LA PUPILA DEL AGUA

LA PUPILA DEL AGUA

El mar nos mira de lejos / Manuel Muñoz Rivas / 92´ / 2017 / España

 

Viejas imágenes, el blanco y negro del tiempo y un calor retenido en las fotos. Visiones de una naturaleza que goza en su quietud, en una inmovilidad de belleza muy elocuente, todo envuelto en el silencio de lo anónimo como anónima parece la brisa antes de ser viento, el viento que curva, después de agitar, y doblega los incontables tallos sin nombre donde la identidad es un abandono liberado. Estamos en Huelva, en el Coto de Doñana, quizá una de las provincias más olvidadas de España, tan desconocida todavía hoy. En su elementalidad vemos al hombre viejo trasegando con leña reseca, crujiendo con ella, casi podemos oler ese sonido.

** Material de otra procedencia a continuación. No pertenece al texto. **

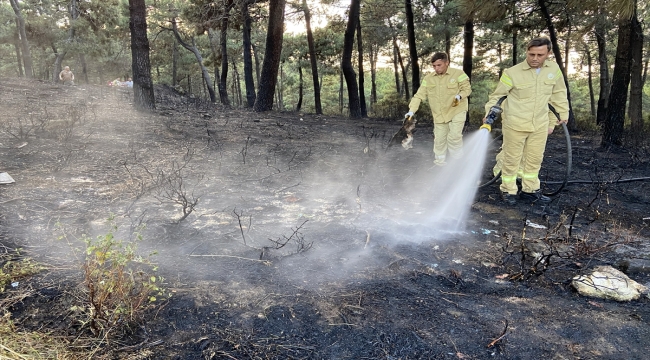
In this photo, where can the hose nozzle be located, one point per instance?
(487, 127)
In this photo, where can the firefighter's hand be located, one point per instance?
(456, 101)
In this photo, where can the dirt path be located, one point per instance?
(363, 275)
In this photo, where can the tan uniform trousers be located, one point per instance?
(448, 136)
(525, 150)
(497, 167)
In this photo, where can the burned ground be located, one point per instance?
(362, 276)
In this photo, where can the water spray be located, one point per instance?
(493, 115)
(495, 112)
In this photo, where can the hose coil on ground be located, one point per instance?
(569, 160)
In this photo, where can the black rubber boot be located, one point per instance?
(535, 196)
(509, 198)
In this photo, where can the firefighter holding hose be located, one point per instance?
(529, 86)
(446, 90)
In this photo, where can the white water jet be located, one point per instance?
(454, 186)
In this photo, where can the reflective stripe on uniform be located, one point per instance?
(506, 80)
(508, 179)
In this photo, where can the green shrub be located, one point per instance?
(120, 284)
(15, 268)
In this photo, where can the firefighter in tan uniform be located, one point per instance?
(446, 90)
(66, 76)
(530, 86)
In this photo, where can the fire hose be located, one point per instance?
(495, 113)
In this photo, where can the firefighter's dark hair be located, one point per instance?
(439, 56)
(540, 41)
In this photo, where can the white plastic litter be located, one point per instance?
(533, 225)
(6, 178)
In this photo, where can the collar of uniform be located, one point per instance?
(527, 66)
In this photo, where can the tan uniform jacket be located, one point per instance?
(529, 93)
(66, 75)
(440, 91)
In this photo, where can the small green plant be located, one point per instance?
(121, 285)
(15, 268)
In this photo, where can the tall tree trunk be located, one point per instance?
(84, 68)
(341, 92)
(515, 45)
(405, 80)
(395, 69)
(635, 107)
(374, 52)
(140, 64)
(175, 63)
(312, 58)
(500, 54)
(216, 53)
(300, 88)
(56, 66)
(248, 56)
(362, 91)
(19, 59)
(199, 59)
(237, 83)
(415, 76)
(346, 60)
(603, 65)
(567, 44)
(280, 89)
(268, 79)
(468, 37)
(223, 80)
(558, 57)
(614, 122)
(256, 56)
(592, 99)
(27, 55)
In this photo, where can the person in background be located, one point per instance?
(446, 91)
(66, 76)
(529, 86)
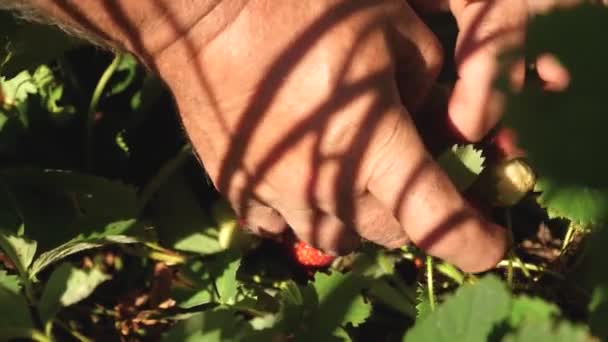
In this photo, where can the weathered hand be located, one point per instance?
(299, 112)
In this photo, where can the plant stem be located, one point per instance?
(39, 337)
(99, 88)
(569, 235)
(161, 176)
(429, 281)
(80, 337)
(528, 267)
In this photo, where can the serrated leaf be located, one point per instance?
(340, 302)
(124, 75)
(563, 132)
(584, 205)
(469, 315)
(598, 309)
(68, 285)
(75, 246)
(58, 206)
(182, 224)
(14, 311)
(202, 290)
(545, 331)
(18, 88)
(391, 297)
(28, 44)
(218, 325)
(291, 293)
(462, 163)
(10, 282)
(20, 250)
(528, 310)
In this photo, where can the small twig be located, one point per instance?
(429, 281)
(99, 88)
(572, 228)
(529, 267)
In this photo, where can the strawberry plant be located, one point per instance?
(109, 229)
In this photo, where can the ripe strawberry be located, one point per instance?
(309, 256)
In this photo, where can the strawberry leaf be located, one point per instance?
(10, 282)
(528, 309)
(545, 331)
(66, 286)
(462, 163)
(15, 314)
(469, 315)
(218, 325)
(340, 301)
(181, 222)
(20, 250)
(581, 204)
(563, 133)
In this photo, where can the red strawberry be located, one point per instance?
(309, 256)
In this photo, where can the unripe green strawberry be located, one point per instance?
(309, 256)
(514, 179)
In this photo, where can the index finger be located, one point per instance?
(434, 215)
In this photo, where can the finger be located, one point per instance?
(433, 214)
(552, 73)
(487, 29)
(376, 223)
(418, 56)
(322, 230)
(261, 219)
(430, 6)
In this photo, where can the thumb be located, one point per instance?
(487, 29)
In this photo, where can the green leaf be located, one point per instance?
(58, 206)
(18, 88)
(527, 309)
(391, 297)
(423, 305)
(226, 283)
(462, 163)
(340, 302)
(181, 222)
(28, 44)
(20, 250)
(469, 315)
(563, 133)
(10, 282)
(217, 325)
(124, 75)
(202, 290)
(584, 205)
(598, 309)
(75, 246)
(68, 285)
(545, 331)
(14, 311)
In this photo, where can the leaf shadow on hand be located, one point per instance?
(316, 122)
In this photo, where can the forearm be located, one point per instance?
(143, 27)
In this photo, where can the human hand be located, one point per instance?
(299, 112)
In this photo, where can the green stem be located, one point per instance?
(528, 267)
(161, 176)
(97, 93)
(78, 336)
(569, 235)
(429, 281)
(451, 272)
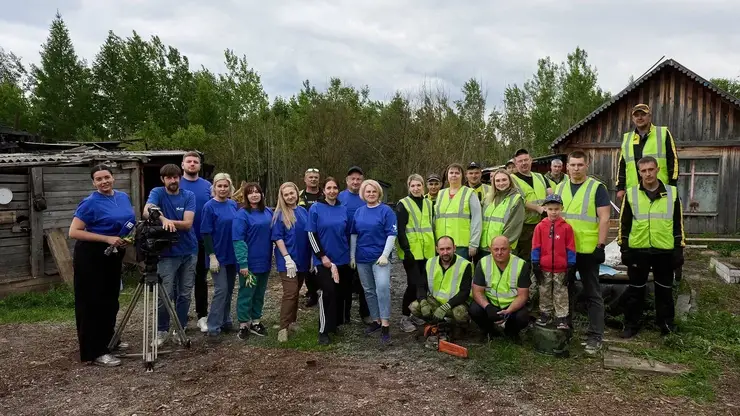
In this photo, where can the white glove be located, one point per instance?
(290, 266)
(215, 266)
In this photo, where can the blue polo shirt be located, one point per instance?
(295, 239)
(173, 208)
(216, 220)
(373, 226)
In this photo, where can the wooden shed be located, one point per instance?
(705, 123)
(63, 180)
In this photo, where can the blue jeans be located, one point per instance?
(376, 282)
(177, 272)
(223, 288)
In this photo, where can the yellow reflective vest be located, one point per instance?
(418, 229)
(501, 287)
(652, 221)
(452, 216)
(655, 146)
(579, 211)
(443, 285)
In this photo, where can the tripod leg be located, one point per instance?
(126, 316)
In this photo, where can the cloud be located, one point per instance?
(391, 45)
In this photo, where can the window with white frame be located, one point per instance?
(698, 185)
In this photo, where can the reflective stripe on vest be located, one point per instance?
(452, 216)
(494, 219)
(654, 146)
(418, 229)
(444, 284)
(652, 222)
(506, 283)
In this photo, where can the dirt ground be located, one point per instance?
(40, 375)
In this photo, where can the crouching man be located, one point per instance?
(500, 291)
(445, 291)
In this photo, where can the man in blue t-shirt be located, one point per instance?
(350, 198)
(191, 181)
(176, 265)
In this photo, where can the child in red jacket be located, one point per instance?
(553, 261)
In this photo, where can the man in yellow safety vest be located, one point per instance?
(500, 291)
(646, 140)
(587, 207)
(651, 237)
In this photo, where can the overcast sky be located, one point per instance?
(391, 45)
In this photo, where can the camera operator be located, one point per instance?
(97, 224)
(176, 265)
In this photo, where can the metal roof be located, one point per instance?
(667, 63)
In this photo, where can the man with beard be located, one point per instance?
(176, 265)
(201, 188)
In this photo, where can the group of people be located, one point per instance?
(469, 249)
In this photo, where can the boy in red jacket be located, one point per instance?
(553, 262)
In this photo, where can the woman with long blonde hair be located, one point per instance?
(215, 228)
(292, 252)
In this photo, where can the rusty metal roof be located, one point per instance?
(667, 63)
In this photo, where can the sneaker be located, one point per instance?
(258, 329)
(593, 347)
(203, 324)
(243, 333)
(406, 324)
(372, 328)
(107, 360)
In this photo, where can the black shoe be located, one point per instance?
(258, 329)
(243, 333)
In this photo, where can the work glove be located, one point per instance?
(677, 257)
(441, 312)
(214, 264)
(599, 255)
(290, 266)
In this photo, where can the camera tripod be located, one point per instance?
(151, 287)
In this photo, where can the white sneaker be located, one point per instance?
(203, 324)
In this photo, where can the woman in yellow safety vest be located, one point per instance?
(503, 211)
(415, 244)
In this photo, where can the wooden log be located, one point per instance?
(58, 245)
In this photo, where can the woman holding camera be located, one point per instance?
(252, 241)
(215, 228)
(99, 222)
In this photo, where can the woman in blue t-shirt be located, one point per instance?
(215, 230)
(100, 221)
(292, 252)
(328, 227)
(374, 233)
(252, 242)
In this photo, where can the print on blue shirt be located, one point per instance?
(106, 214)
(173, 208)
(217, 220)
(372, 226)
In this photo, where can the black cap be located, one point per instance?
(354, 169)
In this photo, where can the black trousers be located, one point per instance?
(415, 272)
(516, 322)
(662, 267)
(201, 284)
(97, 283)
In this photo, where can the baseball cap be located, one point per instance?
(641, 107)
(354, 169)
(553, 198)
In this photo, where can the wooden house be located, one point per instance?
(29, 234)
(705, 123)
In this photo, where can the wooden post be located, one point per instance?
(36, 179)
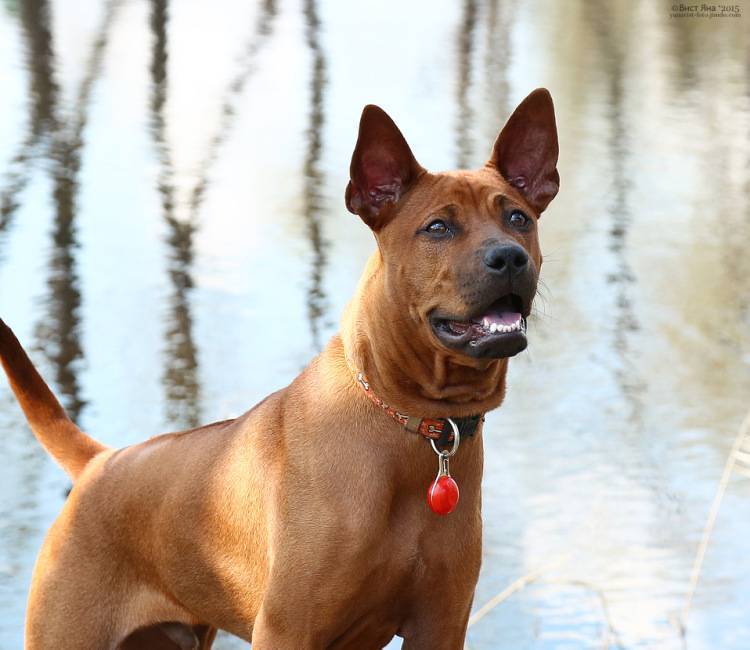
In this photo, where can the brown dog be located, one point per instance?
(303, 523)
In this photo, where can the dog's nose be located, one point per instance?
(506, 257)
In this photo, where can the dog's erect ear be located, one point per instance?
(525, 152)
(383, 167)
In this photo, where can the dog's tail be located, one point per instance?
(65, 442)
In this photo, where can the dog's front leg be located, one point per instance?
(437, 627)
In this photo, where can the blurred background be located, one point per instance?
(174, 246)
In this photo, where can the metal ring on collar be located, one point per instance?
(456, 441)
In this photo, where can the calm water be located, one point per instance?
(174, 245)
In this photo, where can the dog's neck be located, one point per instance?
(406, 368)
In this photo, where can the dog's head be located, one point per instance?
(460, 250)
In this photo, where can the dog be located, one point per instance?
(317, 519)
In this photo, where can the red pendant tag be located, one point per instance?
(442, 495)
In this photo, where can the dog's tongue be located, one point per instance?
(501, 318)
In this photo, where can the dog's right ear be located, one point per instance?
(383, 167)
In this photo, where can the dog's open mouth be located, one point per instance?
(498, 331)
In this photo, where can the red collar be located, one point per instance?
(435, 429)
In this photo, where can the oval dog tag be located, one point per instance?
(442, 495)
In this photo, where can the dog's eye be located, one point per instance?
(438, 227)
(518, 219)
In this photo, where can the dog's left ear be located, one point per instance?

Como los extranjeros que llegaron en un vapor alemán a aquel lugar a finales del XIX y buscaron peones y cavaron: allí existió alguna vez la mítica Tartessos, diríamos también a gritos sobre una duna.

El mar nos mira de lejos es la ópera prima del director Manuel Muñoz Rivas, un silencioso y detenido homenaje a la hermosura de lo simple, de la desnuda relación del hombre con su medio, calentado por un fuego elemental mientras afuera oye el incesante ruido del mar que viene y se queda en todas partes. Viendo El mar nos mira desde lejos pienso en el poeta José Manuel Caballero Bonald, buen conocedor del sitio y, entre sus muchos libros, especialmente en el Diario de Argónida (1997). Qué buscan los hombres que cavan esa tierra y cualquier otra, llevando de acá para allá fragmentos de un mundo igual y distinto. El hombre viejo que lleva la carretilla parece que quisiera construir una playa, pero la playa ya está hecha, como hechos están, de fibra dura y sangre ligera, los caballos que la recorren arrastrando las carretas, carromatos o landós de campanillas tintineantes.

Bellísima la fotografía de El mar nos mira de lejos, tanto como esa enorme luna sangrienta y quevediana que vemos en la cinta colgada sobre los techos circunstanciales de los hombres hoscos y solitarios que nos muestra la película, afanados en sus tareas y en un diálogo tenaz y concentrado con la materia, ya sea recogiendo piñas y andando descalzos sobre la arena o adiestrando a un joven en cómo coser una red de pesca. Hombres cuyos rostros ofrecen unos surcos similares, unas arrugas espejo que se han armonizado con las que muestra el paisaje y la tierra que cruzan, ávida de ellos, fagocitadora y, a la vez, pasiva, quieta, indiferente, al menos en apariencia, cicatera con sus habitantes.

Hectáreas abundantes de marismas cruzadas por pájaros de muchas especies, europeos, africanos, acuáticos, sin dejar de oír tampoco a las gaviotas que chillan sobre la espuma de ese mar que mira al hombre y su tierra de reojo, no sabemos si con desconfianza o con disimulo, poblado de antiguas leyendas, rojo como un vino en el crepúsculo, homérico y hercúleo aún. Apenas escuchamos la voz humana en la cinta, priman en ella los gemidos del mundo o de pequeños motores, coches en tránsito, de paso, que no quieren quedarse del todo. Los diálogos son breves y parecen sólo un impás del silencio, su descanso entre dos respiraciones, entre sístole y diástole.

El hombre del neolítico dejó unas pocas herramientas en la zona, y también fenicios, romanos y tartessos pasaron por ella y dejaron sus estelas enterradas; pero no bajo las dunas que excavaron los alemanes entre finales del XIX y comienzos del XX: allí no encontraron nada. Esa nada hermosa y minuciosa nos muestra la película, esa nada que es todo para unos pocos hombres que siguen removiendo la tierra o cogiendo de ella sus grumos de vida, los posibles de una supervivencia donde otros, mucho antes, soñaron con la Atlántida oyendo el caos de un gran hundimiento que cayó en el olvido.

El mar es una exaltación y en esta película nos dice que el mito, el relato, lo cuenta la tierra, es el hombre el que escucha y asiente o se rebela contra sus poderes. La paciencia del ojo ve con sosiego las estacas, las viejas persianas o los trapos de colores que ondean en el viento marino, como banderas de una conquista desapercibida, que pasa por debajo de las cosas para llenarlas de aliento y escucha, de recogida hermosura.